In this study, we provided a comprehensive epidemiological overview of HCV and mapped the dynamics of different HCV subtypes distribution, inferred more clusters of asymptomatic HCV-infected individuals according to the spatial and temporal characters of HCV cases for cure and elimination in Shanghai, which can contribute to the elimination strategies for the low-prevalence areas in China.
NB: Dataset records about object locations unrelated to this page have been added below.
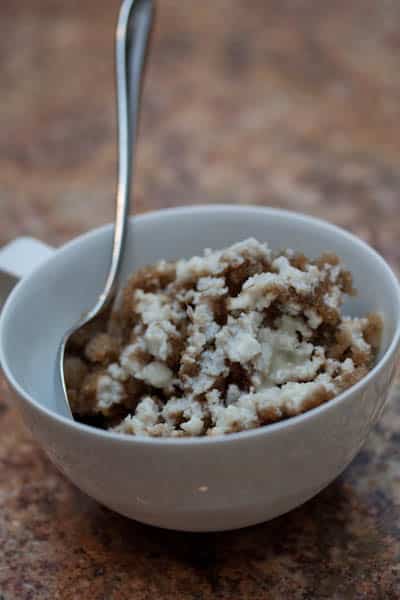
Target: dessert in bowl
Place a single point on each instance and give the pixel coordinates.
(204, 482)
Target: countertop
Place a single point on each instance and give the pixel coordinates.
(289, 103)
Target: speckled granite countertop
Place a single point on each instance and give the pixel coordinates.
(282, 102)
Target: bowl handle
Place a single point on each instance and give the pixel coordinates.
(18, 259)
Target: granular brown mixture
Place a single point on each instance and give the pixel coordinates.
(228, 341)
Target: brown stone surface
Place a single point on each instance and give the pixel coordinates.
(292, 103)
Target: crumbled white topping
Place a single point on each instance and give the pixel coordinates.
(109, 392)
(255, 364)
(354, 328)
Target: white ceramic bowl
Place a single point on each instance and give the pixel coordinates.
(199, 484)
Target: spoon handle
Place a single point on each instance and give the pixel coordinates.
(132, 36)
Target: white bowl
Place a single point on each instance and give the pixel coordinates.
(200, 484)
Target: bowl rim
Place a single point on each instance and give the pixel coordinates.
(270, 429)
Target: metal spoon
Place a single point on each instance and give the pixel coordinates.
(132, 36)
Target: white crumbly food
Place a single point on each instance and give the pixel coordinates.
(241, 371)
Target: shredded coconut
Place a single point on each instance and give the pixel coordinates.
(224, 342)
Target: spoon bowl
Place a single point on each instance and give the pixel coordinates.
(132, 37)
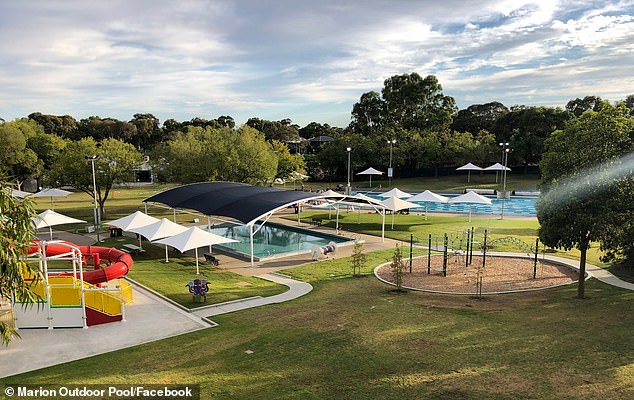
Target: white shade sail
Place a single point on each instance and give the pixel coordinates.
(49, 218)
(19, 193)
(395, 204)
(429, 197)
(158, 230)
(471, 197)
(396, 192)
(132, 221)
(52, 192)
(193, 238)
(469, 167)
(497, 167)
(370, 171)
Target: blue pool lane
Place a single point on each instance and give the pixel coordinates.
(516, 205)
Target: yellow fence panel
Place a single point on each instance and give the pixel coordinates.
(6, 317)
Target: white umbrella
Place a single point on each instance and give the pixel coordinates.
(497, 167)
(49, 218)
(396, 192)
(193, 238)
(370, 171)
(395, 204)
(158, 230)
(469, 167)
(132, 221)
(428, 197)
(471, 198)
(19, 193)
(52, 192)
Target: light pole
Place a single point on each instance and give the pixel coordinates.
(505, 159)
(390, 171)
(503, 145)
(94, 187)
(349, 150)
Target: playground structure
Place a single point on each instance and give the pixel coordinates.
(198, 288)
(456, 269)
(319, 252)
(75, 298)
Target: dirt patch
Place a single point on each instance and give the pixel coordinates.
(500, 274)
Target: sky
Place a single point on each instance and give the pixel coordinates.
(303, 60)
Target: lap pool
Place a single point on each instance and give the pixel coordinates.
(272, 241)
(516, 205)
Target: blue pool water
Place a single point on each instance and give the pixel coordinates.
(516, 205)
(272, 241)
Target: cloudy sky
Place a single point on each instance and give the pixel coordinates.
(303, 60)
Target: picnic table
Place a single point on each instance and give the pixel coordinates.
(132, 248)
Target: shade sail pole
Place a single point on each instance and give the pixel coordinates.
(197, 270)
(251, 240)
(383, 226)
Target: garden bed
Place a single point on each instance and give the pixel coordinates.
(500, 274)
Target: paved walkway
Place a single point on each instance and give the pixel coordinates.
(296, 289)
(148, 318)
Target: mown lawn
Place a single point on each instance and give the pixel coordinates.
(353, 338)
(524, 229)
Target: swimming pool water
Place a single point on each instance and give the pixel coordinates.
(516, 205)
(273, 240)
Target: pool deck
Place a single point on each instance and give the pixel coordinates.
(152, 317)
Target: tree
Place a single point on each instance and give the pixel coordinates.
(415, 102)
(526, 128)
(287, 163)
(578, 106)
(368, 114)
(15, 238)
(17, 160)
(148, 132)
(359, 258)
(578, 172)
(207, 154)
(116, 163)
(282, 130)
(478, 117)
(398, 268)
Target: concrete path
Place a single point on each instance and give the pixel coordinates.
(296, 289)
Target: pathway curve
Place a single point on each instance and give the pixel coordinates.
(592, 270)
(295, 289)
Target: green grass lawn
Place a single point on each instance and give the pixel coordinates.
(524, 229)
(353, 338)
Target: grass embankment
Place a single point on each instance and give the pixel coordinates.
(352, 338)
(149, 268)
(414, 224)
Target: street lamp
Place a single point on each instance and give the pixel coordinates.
(94, 187)
(349, 150)
(390, 170)
(503, 145)
(505, 159)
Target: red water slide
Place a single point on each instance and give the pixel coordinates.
(120, 262)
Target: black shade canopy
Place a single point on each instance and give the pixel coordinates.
(240, 201)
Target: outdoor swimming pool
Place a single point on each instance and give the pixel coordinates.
(272, 241)
(516, 205)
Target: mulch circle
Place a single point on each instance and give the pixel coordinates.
(500, 274)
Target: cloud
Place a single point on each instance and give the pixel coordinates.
(258, 58)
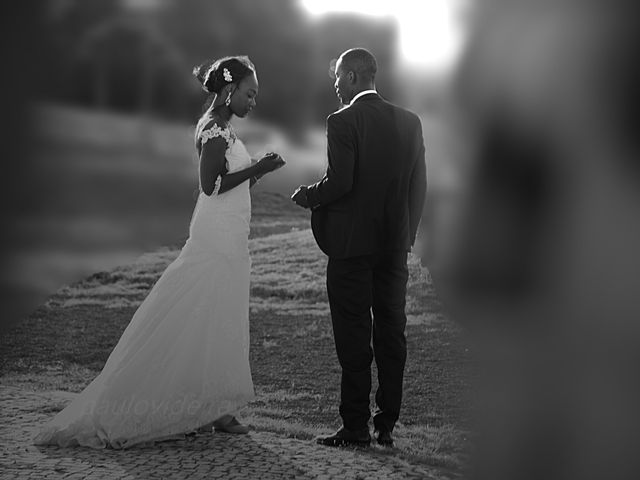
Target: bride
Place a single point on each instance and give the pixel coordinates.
(182, 363)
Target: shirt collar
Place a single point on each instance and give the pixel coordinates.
(362, 93)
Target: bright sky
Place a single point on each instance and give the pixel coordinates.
(430, 32)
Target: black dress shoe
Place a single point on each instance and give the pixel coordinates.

There exists a time-spatial clustering pattern of HCV infection in Shanghai, despite the low prevalence of HCV infection, it is still needed to push forward the elimination process in Shanghai, as there is a certain amount of HCV infected people waiting to be treated. The time-spatial clustering patterns and the dynamic of HCV genotype distribution together indicated a changing constitution of different transmission routes of HCV infection, thus, a focused strategy may be needed for high-risk population related to genotype 3 infection like drug users, in addition to an enforcement of the existing measures of preventing the iatrogenic and hematogenic transmission of HCV.

In response to the proposal of WHO to eliminate viral hepatitis as a major public health threat by 2030 and the project of viral hepatitis control and prevention in China from 2017 to 2020 [12], Shanghai has prepared to initiate a program of early detection and active treatment of HCV infection. Up to now, hospitals in Shanghai are required to conduct hepatitis testing on each patient before invasive procedures. 117 voluntary counseling testing points at CDC or community health care center can provide free detection and referral services of HBV and HCV. For the next step, HCV rapid testing will be added to the physical examination list such as people over 60 years old.